Just an announcement right now however many have noted that toriodal style isolation transformers can make audible and visual differences in AV gear but are not widely known. I want to personally test this myself so I can on my own testing see if there are any perceived gains. My original goal was to purchase separate transformers one for each circuit so every piece of equipment will be dedicated circuit with it's own power feed from my AV panel and each circuit will have the isolation transformer but considering this cost to be around $1000 I decided to try ONE unit to see if it makes any affect at all.

SO.. I just purchased a 1000w isolation transformer for $150 and will arrive later this week.

My plan is to plug in and test each piece independently and see if there is anything audible and then plug everything into it and (hopefully it holds) play at levels that won't draw that much load and see if that helps.

another thing I plan on doing is plugging everything into one of my standards house receptacles with a strip and moving back and forth from the dedicated circuits to the common circuit and note any differences and THEN using the same strip that is plugged into the house then put the isolation transformer in line from it and the rest of the gear.

I'll keep this thread updated and feel free to discuss and/or share any personal experience.

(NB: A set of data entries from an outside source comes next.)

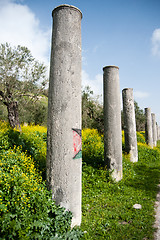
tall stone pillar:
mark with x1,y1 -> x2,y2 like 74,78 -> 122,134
156,122 -> 159,141
158,126 -> 160,140
145,108 -> 153,147
122,88 -> 138,162
103,66 -> 122,181
47,5 -> 82,227
151,113 -> 157,147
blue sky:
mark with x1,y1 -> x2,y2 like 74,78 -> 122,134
0,0 -> 160,125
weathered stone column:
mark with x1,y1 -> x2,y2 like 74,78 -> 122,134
47,5 -> 82,227
151,113 -> 157,147
122,88 -> 138,162
145,108 -> 153,147
158,126 -> 160,140
103,66 -> 122,181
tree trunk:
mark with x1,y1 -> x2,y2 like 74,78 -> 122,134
7,102 -> 21,130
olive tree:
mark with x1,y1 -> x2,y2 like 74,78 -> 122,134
0,43 -> 47,128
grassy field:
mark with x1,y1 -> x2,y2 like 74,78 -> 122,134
0,123 -> 160,240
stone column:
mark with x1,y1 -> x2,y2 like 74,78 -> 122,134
156,122 -> 159,141
47,5 -> 82,227
151,113 -> 157,147
122,88 -> 138,162
158,126 -> 160,140
145,108 -> 153,147
103,66 -> 122,181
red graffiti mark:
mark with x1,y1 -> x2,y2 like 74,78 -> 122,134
72,129 -> 82,158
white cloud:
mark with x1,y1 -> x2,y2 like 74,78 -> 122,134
0,0 -> 51,65
134,91 -> 150,99
82,70 -> 103,100
151,28 -> 160,57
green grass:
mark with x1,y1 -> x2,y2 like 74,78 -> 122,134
81,134 -> 160,240
0,124 -> 160,240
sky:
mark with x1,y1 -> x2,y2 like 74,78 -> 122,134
0,0 -> 160,126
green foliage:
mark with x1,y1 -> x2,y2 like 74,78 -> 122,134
121,101 -> 145,132
82,129 -> 104,167
0,123 -> 82,240
134,101 -> 145,132
81,130 -> 160,240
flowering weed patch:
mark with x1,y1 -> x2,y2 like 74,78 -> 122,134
82,130 -> 160,240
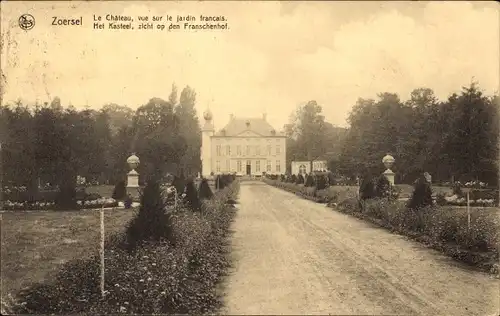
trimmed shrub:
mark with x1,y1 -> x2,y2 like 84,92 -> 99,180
316,175 -> 327,190
304,174 -> 314,187
359,177 -> 376,200
452,182 -> 464,197
111,180 -> 127,201
198,178 -> 214,200
126,182 -> 175,250
408,177 -> 433,210
374,174 -> 391,198
13,183 -> 242,315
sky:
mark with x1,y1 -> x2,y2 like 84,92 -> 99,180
0,1 -> 500,129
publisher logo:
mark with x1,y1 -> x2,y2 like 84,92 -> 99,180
19,14 -> 35,31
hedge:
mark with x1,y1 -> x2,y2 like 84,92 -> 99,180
264,179 -> 500,274
12,181 -> 239,315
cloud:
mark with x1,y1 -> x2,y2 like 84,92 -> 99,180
1,2 -> 500,128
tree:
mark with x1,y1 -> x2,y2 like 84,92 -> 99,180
101,103 -> 134,136
172,86 -> 201,175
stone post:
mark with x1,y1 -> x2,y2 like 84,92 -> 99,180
127,153 -> 140,197
382,154 -> 396,186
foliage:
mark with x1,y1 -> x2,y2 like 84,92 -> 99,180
184,180 -> 201,212
172,174 -> 186,195
0,87 -> 200,190
10,181 -> 238,315
123,194 -> 133,210
215,174 -> 234,190
304,174 -> 314,187
111,180 -> 127,200
126,181 -> 176,250
452,181 -> 464,197
336,83 -> 500,184
315,175 -> 327,190
198,178 -> 214,200
264,178 -> 500,271
408,177 -> 433,210
359,177 -> 376,200
295,173 -> 304,184
285,100 -> 346,169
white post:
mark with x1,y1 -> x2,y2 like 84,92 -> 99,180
101,206 -> 105,297
467,191 -> 470,230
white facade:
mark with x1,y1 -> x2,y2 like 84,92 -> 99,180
201,115 -> 286,177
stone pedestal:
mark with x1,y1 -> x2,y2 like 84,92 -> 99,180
383,169 -> 395,185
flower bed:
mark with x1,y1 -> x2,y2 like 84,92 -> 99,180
9,182 -> 238,314
3,198 -> 118,211
264,179 -> 500,273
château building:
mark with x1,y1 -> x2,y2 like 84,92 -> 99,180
201,110 -> 286,177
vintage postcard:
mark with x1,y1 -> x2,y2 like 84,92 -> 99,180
0,1 -> 500,316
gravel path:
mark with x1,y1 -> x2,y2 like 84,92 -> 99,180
222,182 -> 499,315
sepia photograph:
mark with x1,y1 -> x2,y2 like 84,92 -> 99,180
0,1 -> 500,316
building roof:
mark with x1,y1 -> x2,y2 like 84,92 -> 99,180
215,117 -> 285,137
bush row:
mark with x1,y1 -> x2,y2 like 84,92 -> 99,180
264,179 -> 500,273
9,182 -> 239,314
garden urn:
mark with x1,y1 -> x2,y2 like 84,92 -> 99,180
382,154 -> 396,185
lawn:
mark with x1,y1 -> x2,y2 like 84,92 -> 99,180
0,210 -> 135,300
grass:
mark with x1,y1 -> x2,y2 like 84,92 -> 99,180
0,210 -> 134,299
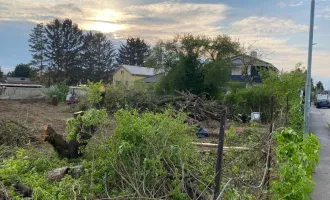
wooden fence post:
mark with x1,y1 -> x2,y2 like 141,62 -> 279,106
213,109 -> 227,200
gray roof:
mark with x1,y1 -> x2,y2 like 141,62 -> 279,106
122,65 -> 157,76
231,55 -> 274,67
142,73 -> 164,83
5,77 -> 31,83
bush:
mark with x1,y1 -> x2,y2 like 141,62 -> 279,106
225,86 -> 276,121
272,128 -> 321,200
0,109 -> 204,200
110,110 -> 197,199
105,82 -> 158,112
43,84 -> 69,102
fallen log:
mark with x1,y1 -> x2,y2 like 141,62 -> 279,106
40,125 -> 81,159
192,142 -> 250,151
48,165 -> 84,181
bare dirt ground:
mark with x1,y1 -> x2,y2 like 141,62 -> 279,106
0,100 -> 73,134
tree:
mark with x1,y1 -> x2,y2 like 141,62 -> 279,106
29,23 -> 46,81
0,66 -> 3,79
83,32 -> 116,82
10,63 -> 32,78
316,81 -> 324,93
117,37 -> 150,66
146,34 -> 240,96
45,19 -> 84,84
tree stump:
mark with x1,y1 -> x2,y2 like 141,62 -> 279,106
48,167 -> 69,181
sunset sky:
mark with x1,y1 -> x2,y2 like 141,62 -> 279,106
0,0 -> 330,88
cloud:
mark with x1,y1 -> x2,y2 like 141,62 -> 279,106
278,0 -> 307,8
232,16 -> 309,35
0,0 -> 229,41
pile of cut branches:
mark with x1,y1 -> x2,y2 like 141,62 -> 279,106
0,120 -> 37,159
176,90 -> 225,121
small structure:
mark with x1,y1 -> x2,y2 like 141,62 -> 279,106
230,51 -> 279,84
5,77 -> 32,84
112,65 -> 158,86
142,73 -> 164,83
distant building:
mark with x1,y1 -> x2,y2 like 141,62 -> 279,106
230,51 -> 279,83
112,65 -> 158,86
5,77 -> 32,84
142,73 -> 164,83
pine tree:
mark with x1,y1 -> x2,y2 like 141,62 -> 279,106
45,19 -> 84,84
83,32 -> 116,81
0,66 -> 3,79
29,23 -> 46,81
117,37 -> 150,66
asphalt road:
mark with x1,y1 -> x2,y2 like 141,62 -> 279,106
310,107 -> 330,200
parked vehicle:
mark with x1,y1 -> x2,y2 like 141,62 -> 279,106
66,86 -> 80,104
315,99 -> 330,108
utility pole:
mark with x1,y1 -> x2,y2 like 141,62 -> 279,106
304,0 -> 315,134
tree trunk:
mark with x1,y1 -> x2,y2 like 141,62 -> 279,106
40,125 -> 81,159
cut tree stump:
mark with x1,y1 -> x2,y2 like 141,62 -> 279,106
14,182 -> 32,197
48,167 -> 69,181
40,125 -> 80,159
69,165 -> 84,178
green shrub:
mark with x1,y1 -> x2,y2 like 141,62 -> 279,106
43,84 -> 69,102
105,81 -> 158,112
272,128 -> 321,200
109,110 -> 197,199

I figured for $150 this will be a good trial to determine of buying the bigger Piltron 2500w balanced transformers would be worth while.


----------



## Talley (Dec 8, 2010)

Woot!

My wife told me just now... "a very heavy package came for you"

Looks like my isolation came in. Can't wait to do some testing tonight


----------



## Talley (Dec 8, 2010)

I'm gonna have to spend some more time listening. My kids have been causing too much background noise for me to really concentrate on the details. As it is... not much of a difference. The only thing I notice is better pinpointing of instruments but I really can't judge right now until I can get a quiet listening in.

The cryo'd cables made more of a difference then this. This may end up no difference at all. I know when I took the isolation out of the equation and listened again the instruments just seemed flatter like they weren't as pinpointable as before. 

it's about all I got, I'll report back later.


----------